Tools designed to manage crowds became instruments of injury
Tear gas and chemical irritants caused 119,113 injuries, with 4% requiring hospitalization; rubber projectiles wounded 2,190 people, 65% sustaining eye injuries. The analysis covered major protest movements including Yellow Vests in France, Black Lives Matter, Hong Kong democracy protests, and demonstrations in Chile and Colombia.
- 119,113 people injured by tear gas and chemical irritants since 2015; 4% required hospitalization
- 2,190 people wounded by rubber projectiles; 65% sustained eye injuries
- At least 26 deaths recorded (14 from gas inhalation, 12 from projectile impact)
- 945 people sustained permanent disabilities from rubber projectiles
- Study examined protests in France, Hong Kong, Myanmar, Chile, Colombia, and Black Lives Matter demonstrations
A comprehensive study by human rights organizations found over 120,000 people were injured by tear gas and rubber bullets during protests worldwide since 2015, with at least 26 deaths recorded.
A study released on Wednesday documented a stark toll: more than 120,000 people wounded by tear gas or bullets fired by police during protests across the globe since 2015. The research, conducted by Physicians for Human Rights, the International Civil Liberties Network, and the British Omega Foundation, examined medical records from some of the decade's largest demonstrations—the Yellow Vest movement in France, Black Lives Matter marches, pro-democracy protests in Hong Kong and Myanmar, and major uprisings in Chile and Colombia, among others.

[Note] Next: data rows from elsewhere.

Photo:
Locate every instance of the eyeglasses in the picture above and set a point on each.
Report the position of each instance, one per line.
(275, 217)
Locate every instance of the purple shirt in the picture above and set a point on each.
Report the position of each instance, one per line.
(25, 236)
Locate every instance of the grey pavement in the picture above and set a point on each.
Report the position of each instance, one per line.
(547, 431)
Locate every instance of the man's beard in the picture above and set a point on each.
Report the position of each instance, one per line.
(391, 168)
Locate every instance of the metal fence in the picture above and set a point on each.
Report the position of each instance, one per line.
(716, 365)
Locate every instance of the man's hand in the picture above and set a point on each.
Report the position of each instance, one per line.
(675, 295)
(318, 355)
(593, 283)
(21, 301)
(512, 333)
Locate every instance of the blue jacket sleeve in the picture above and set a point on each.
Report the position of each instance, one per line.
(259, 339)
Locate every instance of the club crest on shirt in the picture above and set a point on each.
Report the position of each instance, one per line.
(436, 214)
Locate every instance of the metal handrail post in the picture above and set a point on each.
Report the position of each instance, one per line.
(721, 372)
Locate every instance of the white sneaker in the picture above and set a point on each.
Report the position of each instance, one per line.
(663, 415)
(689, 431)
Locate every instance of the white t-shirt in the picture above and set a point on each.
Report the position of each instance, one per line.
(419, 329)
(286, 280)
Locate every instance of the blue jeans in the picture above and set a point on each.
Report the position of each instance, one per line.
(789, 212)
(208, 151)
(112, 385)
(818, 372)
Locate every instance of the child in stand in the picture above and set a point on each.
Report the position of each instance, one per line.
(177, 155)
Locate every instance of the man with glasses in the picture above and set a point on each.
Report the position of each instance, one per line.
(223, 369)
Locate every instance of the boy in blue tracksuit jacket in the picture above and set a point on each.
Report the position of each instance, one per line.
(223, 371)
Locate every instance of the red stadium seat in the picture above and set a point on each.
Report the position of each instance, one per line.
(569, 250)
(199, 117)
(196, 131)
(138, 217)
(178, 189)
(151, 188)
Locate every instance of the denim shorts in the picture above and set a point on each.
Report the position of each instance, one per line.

The findings paint a picture of what the organizations call "Lethal in Disguise"—the hidden health consequences of weapons officially classified as non-lethal. Tear gas and other chemical irritants accounted for 119,113 of the injuries documented. While most people exposed to these agents recovered, four percent required hospitalization or surgery. At least fourteen people died after inhaling the gases. The numbers suggest a pattern: these tools, deployed ostensibly to manage crowds exercising what should be a democratic right, have instead produced widespread and sometimes permanent harm.
Rubber projectiles—marketed as defensive ammunition—wounded 2,190 people, with nearly two-thirds of those injuries concentrated in the eyes. The consequences here were often more severe. Nine hundred forty-five people sustained lifelong disabilities from these impacts. Twelve people died. The organizations also documented injuries from concussion grenades, water cannons, and batons, though the scale of harm from these weapons was smaller.
What emerges from the data is a troubling pattern even in established democracies. Police forces, the study suggests, tend to escalate their use of force when confronted with protest movements—a phenomenon that has accelerated since the turn of the century as demonstrations have become more frequent and diverse. The organizations note that rather than dispersing crowds effectively, this approach often triggers new tensions and deeper conflict.
The researchers stopped short of calling for an outright ban on crowd-control weapons. Instead, they recommended stricter regulation, non-discriminatory application of these tools, and substantially better training for officers in their use. The implication is clear: the problem is not necessarily the weapons themselves, but how they are deployed and by whom. Without oversight and accountability, tools designed to manage crowds become instruments of injury against people exercising fundamental rights. The study leaves an open question: whether governments will act on these findings or whether the next major protest movement will produce another chapter in this same story.
Citações Notáveis
Rather than dispersing crowds, the use of force often leads to new tensions and escalation of conflict— Physicians for Human Rights, International Civil Liberties Network, and Omega Foundation
A Conversa do Hearth Outra perspectiva sobre a história
Why focus on the period since 2015? What changed then?
That's when protest movements really began to accelerate globally—the Arab Spring had already happened, but by 2015 you had sustained, recurring demonstrations across continents. It became possible to see patterns.
The study distinguishes between tear gas and rubber bullets. Why does that matter?
Because the injuries tell different stories. Tear gas affects many people but usually isn't permanent. Rubber bullets are rarer but devastating—945 people with lifelong disabilities from 2,190 injuries. That's a different kind of harm.
The organizations recommend better training rather than banning these weapons. Does that seem realistic?
It's pragmatic. A complete ban would never pass politically. But the implication is damning—if these weapons were used correctly, with restraint, the injury count would be a fraction of what it is.
What about the deaths? Twenty-six people seems like a small number compared to 120,000 injuries.
Small in percentage terms, yes. But each one represents a person who went to a protest and didn't come home. That changes how you read the entire study.
Do you think governments will actually change their practices based on this?
The organizations clearly hope so. But they're documenting what's already happened. Whether that becomes pressure for change depends on whether people read it and care.